WASHINGTON — Lawyers involved in last year’s $246-billion tobacco settlement are reported to be setting their sights on a new target: a lawsuit against the manufacturers of lead pigments formerly used in house paint.

Published reports said lawsuits filed by state attorneys general could make similar arguments to those used in cases against asbestos and tobacco companies — that manufacturers knew their product was dangerous but sold it anyway.

While no suits have been filed, at least one state attorney general, Jeff Pine of Rhode Island, has said he would file a suit if it was determined a solid case could be made and if a sizeable penalty could result. In a recent news report, Pine was quoted as saying an alliance of state attorneys general could prove to be a formidable force in pursuing a lead-paint case. “There’s a lot of legal authority on our side,” he said.

The coatings industry should closely monitor the threat of lead-paint lawsuits, said the National Paint & Coatings Association (NPCA)’s top legal expert. But Thomas J. Graves, NPCA general counsel, said lawsuits involving lead paint in the past have been aimed at suppliers of lead pigments rather than paint manufacturers. Still, he said aggressive state attorneys general could expand the scope of such cases and seek to include coatings manufacturers as defendants.

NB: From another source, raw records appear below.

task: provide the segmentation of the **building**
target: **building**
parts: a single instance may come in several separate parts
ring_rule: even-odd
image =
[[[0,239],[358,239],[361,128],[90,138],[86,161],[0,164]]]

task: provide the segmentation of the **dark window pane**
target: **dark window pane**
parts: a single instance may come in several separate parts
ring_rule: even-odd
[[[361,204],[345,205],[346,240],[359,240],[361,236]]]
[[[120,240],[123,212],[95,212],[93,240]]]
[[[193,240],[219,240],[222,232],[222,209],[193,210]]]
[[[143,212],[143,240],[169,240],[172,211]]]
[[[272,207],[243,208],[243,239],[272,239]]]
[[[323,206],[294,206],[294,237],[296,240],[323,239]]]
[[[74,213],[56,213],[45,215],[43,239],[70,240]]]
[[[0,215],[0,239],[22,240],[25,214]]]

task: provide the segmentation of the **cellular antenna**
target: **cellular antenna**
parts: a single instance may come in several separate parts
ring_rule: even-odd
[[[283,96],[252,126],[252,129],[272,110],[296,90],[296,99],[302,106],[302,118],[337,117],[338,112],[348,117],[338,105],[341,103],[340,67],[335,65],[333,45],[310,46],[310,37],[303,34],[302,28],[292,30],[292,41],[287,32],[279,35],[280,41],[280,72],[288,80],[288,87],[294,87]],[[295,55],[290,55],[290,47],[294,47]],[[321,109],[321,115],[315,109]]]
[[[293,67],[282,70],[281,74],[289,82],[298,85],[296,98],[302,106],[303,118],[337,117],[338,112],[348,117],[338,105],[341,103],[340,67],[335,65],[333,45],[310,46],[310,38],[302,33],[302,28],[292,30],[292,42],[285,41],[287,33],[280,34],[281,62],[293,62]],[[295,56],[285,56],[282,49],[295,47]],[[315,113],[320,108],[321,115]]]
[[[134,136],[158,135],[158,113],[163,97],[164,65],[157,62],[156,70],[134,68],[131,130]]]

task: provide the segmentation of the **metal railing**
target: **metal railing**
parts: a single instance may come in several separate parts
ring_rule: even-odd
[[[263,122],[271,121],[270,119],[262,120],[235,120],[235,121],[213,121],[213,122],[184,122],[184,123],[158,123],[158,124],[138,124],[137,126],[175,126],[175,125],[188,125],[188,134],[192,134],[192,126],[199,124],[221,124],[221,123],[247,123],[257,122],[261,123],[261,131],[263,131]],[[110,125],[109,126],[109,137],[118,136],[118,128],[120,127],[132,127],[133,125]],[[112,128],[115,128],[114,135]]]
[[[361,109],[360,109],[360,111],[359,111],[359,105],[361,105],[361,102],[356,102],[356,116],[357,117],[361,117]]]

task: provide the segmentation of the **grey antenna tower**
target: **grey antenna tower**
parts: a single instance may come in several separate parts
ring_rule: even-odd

Graves also pointed out one key difference between lead-based paint and tobacco: unlike the tobacco companies, paint manufacturers long ago discontinued the sale of lead-containing products to general consumers when it became clear that lead posed a health hazard. And the coatings industry also has taken an active role in seeking to address hazards posed by lead-based paint, Graves said, citing the NPCA’s leadership role in the launch of the CLEARCorps program. The program is designed to reduce lead exposure through education, lead testing and lead cleanup of older homes in low-income urban areas.

Advocates of the filing of lead-paint lawsuits, however, have been encouraged by recent procedural rulings in cases pending in state courts in New York and Louisiana, and by the success of the tobacco litigation.

In the New York case, a judge ruled that lead-paint suppliers can be subject to liability under the so-called “market-share” collective liability theory. The theory holds that a manufacturer’s responsibility for injury caused by a product can be based on its share of the market for the product. The theory is used as a last resort when alleged suppliers of such products cannot be clearly identified.

The ruling has kept alive a suit filed against seven companies — a combination of lead-pigment suppliers and paint manufacturers. Also named as a defendant is the Lead Industries Association, a trade group.